Summary
Level: Field check
Context: Validation
Category: Conformance
Subcategory: Relational
Severity: Fatal 💀
Description
The number and percent of records with a NULL value in the
cdmFieldName of the cdmTableName that
is considered not nullable
Definition
This check is meant to ensure that all NOT NULL constraints specified
in the CDM version are followed.
-
Numerator: The number of rows with a NULL value in the
column
-
Denominator: The total number of rows in the table
-
Related CDM Convention(s): “Required” flag in CDM table
specs
-
CDM Fields/Tables: By default, this check runs on all
Required fields in the CDM
-
Default Threshold Value: 0%
User Guidance
A failure in this check means that NULL values have ended up in a
column which should not contain any NULL values. There is a wide variety
of potential causes for this issue depending on the column in question;
your source data; and your ETL code. Regardless of its cause, it is
mandatory to fix the issue by ensuring there are no failures of this
check – OHDSI tools/analyses expect required columns to be non-NULL in
all rows.
Violated rows query
SELECT
'@cdmTableName.@cdmFieldName' AS violating_field,
cdmTable.*
FROM @schema.@cdmTableName cdmTable
WHERE cdmTable.@cdmFieldName IS NULL
ETL Developers
Recommended actions:
- To catch this issue further upstream, consider adding a not-null
constraint on the column in your database (if possible)
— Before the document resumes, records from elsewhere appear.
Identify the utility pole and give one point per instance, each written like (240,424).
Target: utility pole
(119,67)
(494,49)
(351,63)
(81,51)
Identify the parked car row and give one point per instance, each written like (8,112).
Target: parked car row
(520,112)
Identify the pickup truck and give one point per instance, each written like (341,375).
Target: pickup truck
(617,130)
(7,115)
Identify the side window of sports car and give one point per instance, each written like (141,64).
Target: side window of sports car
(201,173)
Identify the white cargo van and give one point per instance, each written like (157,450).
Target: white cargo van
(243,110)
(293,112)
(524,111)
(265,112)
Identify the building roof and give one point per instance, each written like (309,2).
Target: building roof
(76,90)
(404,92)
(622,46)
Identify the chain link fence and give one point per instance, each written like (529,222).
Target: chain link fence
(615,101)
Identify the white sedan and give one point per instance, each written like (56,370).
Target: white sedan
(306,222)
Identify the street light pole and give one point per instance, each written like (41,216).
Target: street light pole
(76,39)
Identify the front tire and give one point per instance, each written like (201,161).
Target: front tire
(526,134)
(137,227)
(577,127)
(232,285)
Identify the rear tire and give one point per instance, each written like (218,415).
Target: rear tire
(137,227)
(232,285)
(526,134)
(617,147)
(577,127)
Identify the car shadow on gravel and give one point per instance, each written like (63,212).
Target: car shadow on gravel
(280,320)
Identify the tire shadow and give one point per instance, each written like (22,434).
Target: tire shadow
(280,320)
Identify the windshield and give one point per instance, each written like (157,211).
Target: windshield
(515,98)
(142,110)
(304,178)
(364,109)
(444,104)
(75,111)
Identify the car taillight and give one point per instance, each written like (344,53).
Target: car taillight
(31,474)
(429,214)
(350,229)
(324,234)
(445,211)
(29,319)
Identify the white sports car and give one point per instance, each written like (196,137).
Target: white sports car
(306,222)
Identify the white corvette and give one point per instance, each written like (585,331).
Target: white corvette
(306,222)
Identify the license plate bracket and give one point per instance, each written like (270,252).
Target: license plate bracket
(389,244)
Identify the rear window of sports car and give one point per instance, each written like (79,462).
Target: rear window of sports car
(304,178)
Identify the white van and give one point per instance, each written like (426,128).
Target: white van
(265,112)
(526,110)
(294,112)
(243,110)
- Fill in the missing values:
- In some columns, placeholder values are acceptable to replace
missing values. For example, in rows for which there is no _source_value
or no standard concept mapping, the value 0 should be placed in the
_concept_id column
- Similarly, the CDM documentation suggests derivation/imputation
strategies for certain columns. For example, the visit_end_date column
is required but several options for deriving a placeholder are provided:
https://ohdsi.github.io/CommonDataModel/cdm54.html#VISIT_OCCURRENCE.
Consult the documentation for similar conventions on other columns
- For missing values in columns in which it is not acceptable to add a
placeholder or derived value (i.e. primary & foreign keys other than
concept IDs), there is likely a corresponding ETL error which needs to
be fixed
- If you are unable to fill in the missing value for a record
according to the CDM conventions, it is best to remove the record from
your database. It is recommended to document this action for data users,
especially if you need to do this for more than a handful of records
and/or if there is a pattern to the missing data
Data Users
This is a critical failure as it can impact joins and calculations
involving required fields which assume all values are non-NULL. Events
missing a concept, start date, or person ID will not be able to be
included in cohorts. Rows missing a primary key violate fundamental
database integrity principles and could cause a host of downstream
issues. It is also possible that some tools or analysis code have
assumptions around the availability of data in required columns which
may throw errors due to missing values.
If your data provider is unable or unwilling to address the issue and
only a small proportion of rows are affected, proceed at your own risk
with the dataset. If you do so, it is a best practice to interrogate
whether the affected rows could have played any role in your analysis.
If a large proportion of rows are affected, the dataset should not be
used until the issue is fixed.